The facility failed to ensure complete and accurate clinical records for two residents who required extensive staff assistance with ADLs, including personal hygiene and toileting. Despite documented needs such as a left femur fracture with Alzheimer’s disease and paraplegia with staff dependence for care, the NA Point of Care records for a specific day shift contained no entries showing that ADL assistance was provided. A complainant alleged inadequate staffing and lack of assistance for one resident during that shift, and the ADNS acknowledged that NAs did not document the care provided as required by professional documentation standards.
A resident with type 2 DM, who was cognitively intact, reported not receiving a scheduled Mounjaro injection even though an LPN documented the dose as given on the MAR. Pharmacy delivery records and the narcotic count book showed that all Mounjaro pens remained in the refrigerator and on the count for several days, contradicting the MAR entry. An RN supervisor and another staff member verified that the narcotic count and physical inventory had not changed, and the ADON later found that the count did not decrease until days after the documented administration. The LPN admitted entering the narcotic record late, despite facility policy requiring immediate documentation, and leadership could not substantiate that the recorded administration actually occurred.

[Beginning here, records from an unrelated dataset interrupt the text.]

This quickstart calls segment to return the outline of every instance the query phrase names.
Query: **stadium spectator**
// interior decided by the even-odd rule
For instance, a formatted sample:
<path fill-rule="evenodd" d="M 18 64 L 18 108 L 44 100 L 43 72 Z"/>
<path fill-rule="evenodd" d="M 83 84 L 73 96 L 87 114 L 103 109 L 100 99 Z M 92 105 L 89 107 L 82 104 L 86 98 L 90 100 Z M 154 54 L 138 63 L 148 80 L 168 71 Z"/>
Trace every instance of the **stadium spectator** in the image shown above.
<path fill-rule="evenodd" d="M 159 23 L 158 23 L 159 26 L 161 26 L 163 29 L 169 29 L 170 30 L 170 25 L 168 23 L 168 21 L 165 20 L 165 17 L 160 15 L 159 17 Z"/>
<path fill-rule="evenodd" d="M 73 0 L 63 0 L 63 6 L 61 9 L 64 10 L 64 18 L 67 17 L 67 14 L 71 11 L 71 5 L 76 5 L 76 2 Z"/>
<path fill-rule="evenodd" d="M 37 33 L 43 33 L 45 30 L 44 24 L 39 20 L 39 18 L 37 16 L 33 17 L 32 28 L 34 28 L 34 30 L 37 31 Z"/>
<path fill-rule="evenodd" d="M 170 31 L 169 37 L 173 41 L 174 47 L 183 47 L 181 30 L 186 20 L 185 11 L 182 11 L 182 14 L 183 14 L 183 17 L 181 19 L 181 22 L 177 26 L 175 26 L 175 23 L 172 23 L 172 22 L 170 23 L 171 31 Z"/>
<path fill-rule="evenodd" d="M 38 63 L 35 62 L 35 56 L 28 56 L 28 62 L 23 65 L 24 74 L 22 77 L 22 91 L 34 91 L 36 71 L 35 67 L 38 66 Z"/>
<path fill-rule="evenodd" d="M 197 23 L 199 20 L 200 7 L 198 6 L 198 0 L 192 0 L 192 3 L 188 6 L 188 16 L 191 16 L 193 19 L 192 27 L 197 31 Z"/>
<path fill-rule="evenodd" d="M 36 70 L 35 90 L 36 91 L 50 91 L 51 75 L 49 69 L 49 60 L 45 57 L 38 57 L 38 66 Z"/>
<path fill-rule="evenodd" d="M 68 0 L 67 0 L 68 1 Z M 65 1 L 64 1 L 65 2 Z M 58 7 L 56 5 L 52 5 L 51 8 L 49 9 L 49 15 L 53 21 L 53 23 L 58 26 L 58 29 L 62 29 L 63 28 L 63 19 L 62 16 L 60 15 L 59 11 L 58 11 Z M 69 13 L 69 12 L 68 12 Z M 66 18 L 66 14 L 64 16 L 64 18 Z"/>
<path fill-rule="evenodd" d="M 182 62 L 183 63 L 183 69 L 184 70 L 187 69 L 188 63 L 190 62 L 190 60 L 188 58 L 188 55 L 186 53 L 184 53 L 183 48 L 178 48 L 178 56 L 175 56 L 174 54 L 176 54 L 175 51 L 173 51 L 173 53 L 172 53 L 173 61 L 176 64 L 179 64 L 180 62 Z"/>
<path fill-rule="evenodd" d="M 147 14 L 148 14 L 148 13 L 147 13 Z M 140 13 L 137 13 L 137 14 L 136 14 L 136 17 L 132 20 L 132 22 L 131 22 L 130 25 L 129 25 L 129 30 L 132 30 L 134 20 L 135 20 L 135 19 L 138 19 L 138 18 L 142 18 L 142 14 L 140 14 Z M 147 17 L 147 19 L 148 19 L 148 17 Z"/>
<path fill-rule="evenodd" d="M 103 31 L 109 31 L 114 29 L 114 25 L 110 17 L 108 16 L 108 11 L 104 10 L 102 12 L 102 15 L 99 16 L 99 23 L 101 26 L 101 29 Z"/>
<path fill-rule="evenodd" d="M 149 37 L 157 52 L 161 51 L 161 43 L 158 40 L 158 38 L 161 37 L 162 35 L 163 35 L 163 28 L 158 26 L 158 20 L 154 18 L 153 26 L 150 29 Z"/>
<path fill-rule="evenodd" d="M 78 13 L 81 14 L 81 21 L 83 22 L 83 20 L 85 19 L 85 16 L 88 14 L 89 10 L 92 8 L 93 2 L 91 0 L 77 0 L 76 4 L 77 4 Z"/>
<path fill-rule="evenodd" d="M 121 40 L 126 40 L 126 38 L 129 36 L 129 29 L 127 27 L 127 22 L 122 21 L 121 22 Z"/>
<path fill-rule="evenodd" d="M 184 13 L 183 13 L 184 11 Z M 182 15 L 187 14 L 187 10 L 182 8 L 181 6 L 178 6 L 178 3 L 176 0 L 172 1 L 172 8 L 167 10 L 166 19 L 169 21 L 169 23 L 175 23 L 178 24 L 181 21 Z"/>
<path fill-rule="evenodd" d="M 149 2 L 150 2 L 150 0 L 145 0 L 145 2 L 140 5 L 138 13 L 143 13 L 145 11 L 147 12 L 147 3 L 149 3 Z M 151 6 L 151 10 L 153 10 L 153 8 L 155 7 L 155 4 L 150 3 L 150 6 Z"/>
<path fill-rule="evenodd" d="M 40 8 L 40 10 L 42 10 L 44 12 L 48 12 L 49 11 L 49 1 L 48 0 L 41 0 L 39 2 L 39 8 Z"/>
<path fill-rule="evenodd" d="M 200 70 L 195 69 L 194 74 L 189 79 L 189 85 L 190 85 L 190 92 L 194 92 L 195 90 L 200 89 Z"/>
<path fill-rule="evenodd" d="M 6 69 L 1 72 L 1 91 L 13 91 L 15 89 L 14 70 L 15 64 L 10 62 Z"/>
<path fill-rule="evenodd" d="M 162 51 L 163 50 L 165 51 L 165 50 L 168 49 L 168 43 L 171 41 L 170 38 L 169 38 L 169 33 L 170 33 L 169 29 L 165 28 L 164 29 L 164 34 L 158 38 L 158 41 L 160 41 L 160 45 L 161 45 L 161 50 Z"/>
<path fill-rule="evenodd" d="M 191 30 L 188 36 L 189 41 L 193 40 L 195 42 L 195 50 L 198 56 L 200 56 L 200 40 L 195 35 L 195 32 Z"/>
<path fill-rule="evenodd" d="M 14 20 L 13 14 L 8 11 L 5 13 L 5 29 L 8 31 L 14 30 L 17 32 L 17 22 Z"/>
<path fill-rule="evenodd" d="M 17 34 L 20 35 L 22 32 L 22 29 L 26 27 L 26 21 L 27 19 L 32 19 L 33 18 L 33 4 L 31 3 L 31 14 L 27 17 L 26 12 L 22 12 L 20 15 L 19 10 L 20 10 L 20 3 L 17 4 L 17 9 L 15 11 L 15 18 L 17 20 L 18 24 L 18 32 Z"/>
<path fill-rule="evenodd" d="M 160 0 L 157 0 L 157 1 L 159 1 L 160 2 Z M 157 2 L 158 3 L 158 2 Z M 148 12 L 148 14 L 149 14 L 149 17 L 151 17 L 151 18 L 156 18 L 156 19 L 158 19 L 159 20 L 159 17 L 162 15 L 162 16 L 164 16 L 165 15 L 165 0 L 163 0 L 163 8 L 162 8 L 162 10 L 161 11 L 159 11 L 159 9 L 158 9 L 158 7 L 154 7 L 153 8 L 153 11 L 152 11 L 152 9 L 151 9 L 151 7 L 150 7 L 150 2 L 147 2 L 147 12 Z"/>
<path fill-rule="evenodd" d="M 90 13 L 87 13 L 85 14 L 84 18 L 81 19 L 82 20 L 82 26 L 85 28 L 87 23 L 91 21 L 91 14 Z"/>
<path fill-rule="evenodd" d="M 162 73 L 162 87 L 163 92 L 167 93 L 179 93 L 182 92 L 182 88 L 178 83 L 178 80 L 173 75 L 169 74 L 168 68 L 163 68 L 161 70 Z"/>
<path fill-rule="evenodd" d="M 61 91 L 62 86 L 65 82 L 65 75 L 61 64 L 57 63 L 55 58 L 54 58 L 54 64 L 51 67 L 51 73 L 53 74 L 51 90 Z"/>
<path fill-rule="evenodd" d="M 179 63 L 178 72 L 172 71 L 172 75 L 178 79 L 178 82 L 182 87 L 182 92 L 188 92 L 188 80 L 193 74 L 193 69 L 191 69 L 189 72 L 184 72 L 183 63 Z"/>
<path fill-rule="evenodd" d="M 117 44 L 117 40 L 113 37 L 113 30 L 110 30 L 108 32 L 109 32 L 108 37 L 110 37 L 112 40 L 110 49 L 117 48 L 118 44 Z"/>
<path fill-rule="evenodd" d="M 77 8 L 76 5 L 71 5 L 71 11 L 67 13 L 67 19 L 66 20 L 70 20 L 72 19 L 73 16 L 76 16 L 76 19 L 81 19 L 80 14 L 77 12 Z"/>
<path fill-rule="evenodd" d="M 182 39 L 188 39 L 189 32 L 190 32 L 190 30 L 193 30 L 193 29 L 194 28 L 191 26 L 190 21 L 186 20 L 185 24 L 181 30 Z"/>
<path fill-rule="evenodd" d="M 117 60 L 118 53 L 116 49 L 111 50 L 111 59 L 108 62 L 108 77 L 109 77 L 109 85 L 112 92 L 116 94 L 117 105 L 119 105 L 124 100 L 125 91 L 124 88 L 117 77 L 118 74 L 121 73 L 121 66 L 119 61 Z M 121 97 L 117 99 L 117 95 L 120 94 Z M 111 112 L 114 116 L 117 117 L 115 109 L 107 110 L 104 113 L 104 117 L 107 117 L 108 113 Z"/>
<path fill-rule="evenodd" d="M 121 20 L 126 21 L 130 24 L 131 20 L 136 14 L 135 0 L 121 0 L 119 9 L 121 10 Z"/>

Two residents had incomplete medical records related to outpatient specialist visits. One resident with heart failure and a recent fall had a general surgery follow-up that was canceled and rescheduled, but the COC was missing and later appointments were not documented as completed; the scheduler was unaware of the follow-up visits and transport was not arranged. Another resident with a failed hip arthroplasty returned from an ortho visit with instructions for dental clearance, bone health evaluation, bone density testing, and cardiac clearance, but the COC was not in the chart and the instructions were not shown as reviewed or implemented. The DON/DNS could not produce the missing records and cited delayed scanning.
Inaccurate Documentation of 24-Hour Fluid Intake: A resident with ESRD and dependence on renal dialysis was on a 1500 mL daily fluid restriction, and a physician ordered staff to total the 24-hour fluid intake on 3rd shift. Review of the MAR showed the resident's daily fluid intake was not accurately totaled for 24 of 24 opportunities until the issue was identified by the surveyor. An LPN and the DON acknowledged the inaccurate documentation.
A resident with a complicated UTI had an order for Meropenem 1 gm IV three times daily in normal saline. Although Meropenem and normal saline were listed as available in the IV E-kit, review of the E-kit utilization form showed they were not removed for use, and pharmacy records indicated the medication was not delivered until the following evening. The resident missed three ordered doses, yet the February MAR showed Meropenem as signed out and documented as administered for two of those times when it had not been given. The DON confirmed the medication was not administered until after pharmacy delivery and could not show that the MAR accurately reflected the missed doses.
A resident with a history of food in the respiratory tract and an MDS indicating a need for partial/moderate assistance with eating had a physician’s order for staff to assist with meals at all times on day and evening shifts. Surveyors observed the resident eating independently in a common area without staff assistance during midday meals, while the Treatment Administration Record showed the ordered meal assistance as completed for those shifts. An RN acknowledged documenting the order as completed even though he did not assist the resident, had delegated the task to NAs, and did not know whether any NA had actually provided meal assistance. The DON stated she expected staff to follow physician orders and document accurately.
A resident with dementia and neuromuscular dysfunction experienced a witnessed fall from bed while one staff member was assisting with turning. Record review showed the resident was dependent for rolling in bed, and the ADL care plan for impaired mobility contained conflicting bed mobility interventions: one entry required two staff and a sheet for turning and repositioning, while a later entry required only one staff and a sheet. The earlier intervention was not removed, leaving the care plan incomplete and unclear about the resident’s actual assistance needs. During interview, the Regional Clinical Director and DON acknowledged the discrepancy and were unable to show that the care plan accurately reflected the resident’s needs.
A resident with heart failure, pulmonary hypertension, and chronic kidney disease received Metolazone at a much higher frequency than prescribed due to a transcription error by a nurse, resulting in seven doses being administered over three days instead of the intended two doses. The error was discovered after the resident experienced a fall and was transferred to a hospital, where the resident later passed away. The DON confirmed the medication order was entered incorrectly.
A resident with insulin-dependent diabetes did not receive prescribed blood sugar monitoring due to a transcription error in the EMR, which caused the order to be entered as an ancillary order rather than a treatment. This led to staff being unaware of the monitoring requirement and resulted in missed blood sugar checks for the majority of the review period.
A resident with a history of dysphagia had a change in physician's diet orders from aspiration precautions to a regular diet with thin liquids. Despite this, the TAR continued to be signed off as if aspiration precautions were still in place. Staff interviews confirmed that the outdated order was no longer active, but documentation was not updated accordingly, resulting in inaccurate medical records.